I'm looking for some kind of distribution over the simplex in which components are correlated in an ordinal way. That is, if $p = (p_1, ..., p_J)$ is drawn from our distribution on the simplex, I would like $p_i$ to be positively correlated with its neighbours $p_{i + 1}$ and $p_{i - 1}$, say. A vanilla Dirichlet clearly cannot satisfy this requirement. One option I suppose is a mixture of Dirichlet distributions; for example, when $J = 4$ one could take $\mathcal D(1, 1, 0, 0) + \mathcal D(0, 1, 1, 0) + \mathcal D(0, 0, 1, 1)$ or something similar to induce correlation, but I'm wondering if there is something a little more natural. Another option I suppose is to take any distribution on $\{1, 2, ..., J\}$, say $f(j | \eta)$, put a distribution on $\eta$ take $p_j = f(j | \eta)$. So I could take, for example, $\eta \sim \mbox{Beta}(\alpha, \beta)$ and let $f(j | \eta) = {J \choose j} \eta^j (1 - \eta)^{J - j}$.
At any rate, I'd like whatever I end up with to be as tractable as possible.
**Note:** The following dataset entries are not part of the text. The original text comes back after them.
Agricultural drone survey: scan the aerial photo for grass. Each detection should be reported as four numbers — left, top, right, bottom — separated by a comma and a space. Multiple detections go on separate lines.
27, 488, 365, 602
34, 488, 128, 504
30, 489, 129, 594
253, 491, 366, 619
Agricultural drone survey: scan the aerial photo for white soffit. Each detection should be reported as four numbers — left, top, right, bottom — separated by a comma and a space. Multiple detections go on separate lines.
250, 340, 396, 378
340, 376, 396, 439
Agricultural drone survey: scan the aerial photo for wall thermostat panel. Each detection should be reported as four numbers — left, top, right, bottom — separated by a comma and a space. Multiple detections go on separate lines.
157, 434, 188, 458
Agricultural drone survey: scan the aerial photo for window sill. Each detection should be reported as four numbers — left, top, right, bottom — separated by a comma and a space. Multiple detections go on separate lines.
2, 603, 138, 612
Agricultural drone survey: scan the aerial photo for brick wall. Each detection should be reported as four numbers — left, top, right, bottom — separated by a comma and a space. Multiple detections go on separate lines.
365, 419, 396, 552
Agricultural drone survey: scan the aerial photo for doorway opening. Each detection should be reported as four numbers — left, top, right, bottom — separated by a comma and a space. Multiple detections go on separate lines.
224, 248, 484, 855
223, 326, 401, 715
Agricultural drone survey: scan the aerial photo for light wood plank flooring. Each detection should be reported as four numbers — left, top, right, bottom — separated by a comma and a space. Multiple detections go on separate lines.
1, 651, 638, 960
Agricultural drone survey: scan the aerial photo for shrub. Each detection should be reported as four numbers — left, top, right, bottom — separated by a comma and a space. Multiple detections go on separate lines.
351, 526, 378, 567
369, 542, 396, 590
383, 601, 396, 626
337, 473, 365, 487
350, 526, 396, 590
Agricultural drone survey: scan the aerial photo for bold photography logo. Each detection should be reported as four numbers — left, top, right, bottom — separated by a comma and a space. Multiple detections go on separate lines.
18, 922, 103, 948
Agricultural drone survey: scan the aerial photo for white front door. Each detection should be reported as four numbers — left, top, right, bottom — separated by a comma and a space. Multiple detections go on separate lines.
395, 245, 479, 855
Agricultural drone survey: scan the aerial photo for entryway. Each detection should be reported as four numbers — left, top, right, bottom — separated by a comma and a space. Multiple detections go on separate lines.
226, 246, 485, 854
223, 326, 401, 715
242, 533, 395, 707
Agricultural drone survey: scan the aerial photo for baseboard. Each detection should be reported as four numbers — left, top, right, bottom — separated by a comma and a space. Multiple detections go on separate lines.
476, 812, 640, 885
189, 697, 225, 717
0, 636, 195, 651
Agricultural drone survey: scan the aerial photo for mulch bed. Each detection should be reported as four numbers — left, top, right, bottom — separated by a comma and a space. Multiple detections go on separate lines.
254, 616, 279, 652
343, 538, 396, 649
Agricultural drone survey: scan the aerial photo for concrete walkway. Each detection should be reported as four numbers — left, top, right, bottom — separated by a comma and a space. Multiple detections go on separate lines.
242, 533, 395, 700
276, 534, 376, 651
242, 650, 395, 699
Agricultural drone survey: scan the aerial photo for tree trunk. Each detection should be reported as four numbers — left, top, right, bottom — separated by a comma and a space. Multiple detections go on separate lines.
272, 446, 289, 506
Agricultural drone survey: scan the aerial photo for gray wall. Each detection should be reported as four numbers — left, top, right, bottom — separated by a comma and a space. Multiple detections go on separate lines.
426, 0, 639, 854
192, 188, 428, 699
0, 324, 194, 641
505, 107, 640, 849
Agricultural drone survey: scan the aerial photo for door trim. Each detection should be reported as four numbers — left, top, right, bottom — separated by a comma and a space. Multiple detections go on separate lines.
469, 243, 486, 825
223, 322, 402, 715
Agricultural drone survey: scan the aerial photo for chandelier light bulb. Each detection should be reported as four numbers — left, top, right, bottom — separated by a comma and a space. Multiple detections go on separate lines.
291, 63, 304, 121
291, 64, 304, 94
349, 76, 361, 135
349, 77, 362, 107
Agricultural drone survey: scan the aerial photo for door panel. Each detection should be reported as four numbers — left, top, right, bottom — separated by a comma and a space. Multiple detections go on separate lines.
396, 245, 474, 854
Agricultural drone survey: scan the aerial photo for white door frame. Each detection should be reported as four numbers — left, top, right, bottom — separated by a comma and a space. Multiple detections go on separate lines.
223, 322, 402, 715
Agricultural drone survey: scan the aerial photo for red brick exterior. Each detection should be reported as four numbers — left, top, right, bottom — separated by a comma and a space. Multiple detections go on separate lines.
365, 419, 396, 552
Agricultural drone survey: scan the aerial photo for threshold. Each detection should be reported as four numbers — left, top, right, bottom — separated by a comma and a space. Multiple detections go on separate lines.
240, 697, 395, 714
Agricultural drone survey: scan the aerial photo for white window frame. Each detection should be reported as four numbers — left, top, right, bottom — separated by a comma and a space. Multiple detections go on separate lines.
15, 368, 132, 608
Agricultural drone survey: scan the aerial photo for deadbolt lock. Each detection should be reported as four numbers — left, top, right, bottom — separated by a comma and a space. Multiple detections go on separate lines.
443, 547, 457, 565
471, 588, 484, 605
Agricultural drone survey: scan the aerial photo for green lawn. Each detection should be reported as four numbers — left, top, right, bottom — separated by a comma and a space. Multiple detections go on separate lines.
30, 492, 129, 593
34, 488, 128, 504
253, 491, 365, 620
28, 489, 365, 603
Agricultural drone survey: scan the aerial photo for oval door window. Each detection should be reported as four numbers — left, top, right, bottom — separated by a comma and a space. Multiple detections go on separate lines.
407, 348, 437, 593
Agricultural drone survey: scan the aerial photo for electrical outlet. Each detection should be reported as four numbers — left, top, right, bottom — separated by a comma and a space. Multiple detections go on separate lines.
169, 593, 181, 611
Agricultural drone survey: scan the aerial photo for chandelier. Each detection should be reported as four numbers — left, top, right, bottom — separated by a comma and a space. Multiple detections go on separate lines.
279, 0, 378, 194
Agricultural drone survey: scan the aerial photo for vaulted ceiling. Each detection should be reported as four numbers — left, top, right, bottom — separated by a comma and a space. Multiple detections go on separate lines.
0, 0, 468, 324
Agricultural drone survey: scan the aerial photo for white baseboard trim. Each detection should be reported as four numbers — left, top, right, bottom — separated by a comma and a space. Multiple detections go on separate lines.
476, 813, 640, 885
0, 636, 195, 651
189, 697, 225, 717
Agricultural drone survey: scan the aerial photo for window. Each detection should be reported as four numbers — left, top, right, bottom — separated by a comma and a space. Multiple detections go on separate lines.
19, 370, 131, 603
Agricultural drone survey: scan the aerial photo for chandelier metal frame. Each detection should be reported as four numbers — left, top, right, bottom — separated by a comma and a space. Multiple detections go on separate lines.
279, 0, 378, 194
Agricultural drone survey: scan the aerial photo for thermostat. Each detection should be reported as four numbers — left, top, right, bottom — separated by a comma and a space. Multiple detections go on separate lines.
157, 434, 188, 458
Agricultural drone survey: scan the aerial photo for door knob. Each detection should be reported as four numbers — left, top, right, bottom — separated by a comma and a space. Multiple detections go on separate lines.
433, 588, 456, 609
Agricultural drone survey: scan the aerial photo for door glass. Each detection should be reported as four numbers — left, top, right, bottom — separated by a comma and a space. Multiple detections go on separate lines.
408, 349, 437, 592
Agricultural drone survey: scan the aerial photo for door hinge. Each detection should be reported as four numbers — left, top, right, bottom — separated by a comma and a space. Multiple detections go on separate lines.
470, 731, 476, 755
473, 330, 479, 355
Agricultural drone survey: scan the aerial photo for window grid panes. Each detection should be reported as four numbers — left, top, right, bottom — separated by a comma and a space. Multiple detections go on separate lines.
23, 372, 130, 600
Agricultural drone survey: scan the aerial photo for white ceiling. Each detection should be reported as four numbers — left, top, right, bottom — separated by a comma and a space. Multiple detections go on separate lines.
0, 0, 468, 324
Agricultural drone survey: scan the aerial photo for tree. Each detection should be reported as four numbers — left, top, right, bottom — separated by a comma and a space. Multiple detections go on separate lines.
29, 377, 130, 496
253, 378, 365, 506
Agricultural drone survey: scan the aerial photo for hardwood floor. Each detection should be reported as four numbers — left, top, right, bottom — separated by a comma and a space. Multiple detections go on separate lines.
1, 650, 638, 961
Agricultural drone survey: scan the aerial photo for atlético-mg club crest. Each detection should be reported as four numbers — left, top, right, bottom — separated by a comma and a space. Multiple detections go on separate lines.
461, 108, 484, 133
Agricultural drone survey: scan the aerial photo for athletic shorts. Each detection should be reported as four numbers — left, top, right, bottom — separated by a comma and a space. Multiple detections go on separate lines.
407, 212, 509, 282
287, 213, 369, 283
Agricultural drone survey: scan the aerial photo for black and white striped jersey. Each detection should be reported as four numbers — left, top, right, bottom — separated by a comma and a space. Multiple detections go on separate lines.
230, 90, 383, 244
The mixture of Dirichlet's is appealing because I could get some nice conditional conjugacy going for me, but it's not clear how to set things up. This question talks about the logistic normal distribution, but I don't know much about it; is it tractable for Bayesian inference?
Of course, the components of a Dirichlet are already negatively correlated, and asking for "positive correlation" probably isn't totally coherent since if $p_i$ is large then it is, by nature, taking up most of the mass and hence forcing the probability of its neighbours to be small. Perhaps what I mean is that $p_i$ is positively correlated with $p_{i + 1} / \sum_{j \ne i} p_j$. Hopefully the question as stated is enough for people to know what I want and be able to help me.